Jaylon Smith and John Tippmann Sr. balance what they do for a living – one of them as an NFL player and the other as chairman of three companies employing about 1,300 people – with their various philanthropic efforts.
It may not be an easy task juggling all of that, especially when they could just take a paycheck and call it a day.
For their efforts, Smith and Tippmann are being honored with one of Fort Wayne most hallowed awards; they will receive Red Coats from the Mad Anthonys, an organization of business leaders and professionals that has been here since 1957.
They will put on their new attire at a private dinner June 14 at Fort Wayne Country Club, where the Mad Anthonys Charity Classic golf tournament will take place the following day to raise money for Mad Anthonys Children's Hope House.
“If there's a word that ties Jaylon and John together, it's 'commitment,'” Mad Anthonys President Mike Wallace said. “As a hugely successful entrepreneur and servant leader, John's commitment to his faith, family, generosity and business is unparalleled.
“From Bishop Luers High School to Notre Dame to Dallas Cowboys, Jaylon has achieved what many dream about. What makes Jaylon unique is his desire to give back to Fort Wayne. We are thrilled to recognize them both as this year's Red Coat recipients.”
The list of past recipients is littered with people from sports, entertainment, politics, local business and philanthropy, including last year's winners: Notre Dame football coach Brian Kelly and businessman Doug McKibben. Peyton Manning, Neil Armstrong, John Wooden, Bob Knight and Gene Keady are also among past winners.
Smith, a linebacker, was a second-round draft pick of the Dallas Cowboys in 2016, following a career at Notre Dame that saw him win the starting job as a freshman and go on to win the Butkus Award as college football's top linebacker.
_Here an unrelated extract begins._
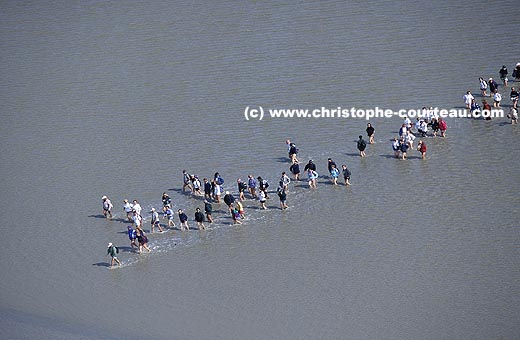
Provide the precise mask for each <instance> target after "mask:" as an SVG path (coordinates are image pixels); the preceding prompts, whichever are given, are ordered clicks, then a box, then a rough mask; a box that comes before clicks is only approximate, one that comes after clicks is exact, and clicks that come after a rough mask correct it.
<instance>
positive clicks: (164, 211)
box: [163, 207, 175, 227]
mask: <svg viewBox="0 0 520 340" xmlns="http://www.w3.org/2000/svg"><path fill="white" fill-rule="evenodd" d="M173 215H174V214H173V210H172V208H171V207H164V208H163V218H166V219H168V227H175V222H174V221H173Z"/></svg>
However, torn knee ligaments in his final college game – the Fiesta Bowl – cost him a chance at being the first overall pick in the draft and meant he'd miss the entire 2016 season.
With his brother, Rod, also playing for the Cowboys as a running back, Jaylon Smith became one of the NFL's top linebackers and has won the Dallas Cowboys' Ed Block Courage Award for “inspiration, sportsmanship and courage.”
Off the field, his Clear Eye View Charitable Fund provides funding to his Minority Entrepreneurship Institute, which focuses on supporting minority entrepreneurship to close the economic and educational gap for minorities through resources, education and accessibility. Smith has also partnered with organizations battling childhood obesity.
On Tuesday, he announced he was becoming an equity partner in iCRYO Cryotherapy, a U.S.-based franchised company.
“It's an absolute honor to stand alongside John and join an amazing family of Red Coat recipients,” Smith said. “Just as importantly, I'm excited to help support the Mad Anthonys Children's Foundation in raising money for the Children's Hope House and the services they provide families throughout our region.”
Tippmann, who was born and raised in Fort Wayne, is the founder and chairman of the Tippmann Group, which is composed of three companies that generate more than $300 million in annual revenue: Interstate Warehousing, Tippmann Construction and Tippmann Properties.
Tippmann has given back to the community through organizations like Vincent Village, Matthew 25 Health & Dental Clinic and the St. Joseph Community Health Foundation. He also is founder and chairman of the Mary Cross Tippmann Foundation, which supports area charitable organizations.
“It is awe-inspiring to be named a Red Coat recipient and join such a distinguished list of past honorees,” Tippmann said. “For me, providing resources for those individuals and organizations in need is what I know best. The blessings of business success simply strengthen my ability to give back.”
The Children's Hope House provides lodging and support services for the families of children undergoing pediatric and neonatal treatment.
Last year, the Mad Anthonys presented $125,000 to the Hope House, bringing the total raised through the Red Coat dinner and golf classic to nearly $2.5 million.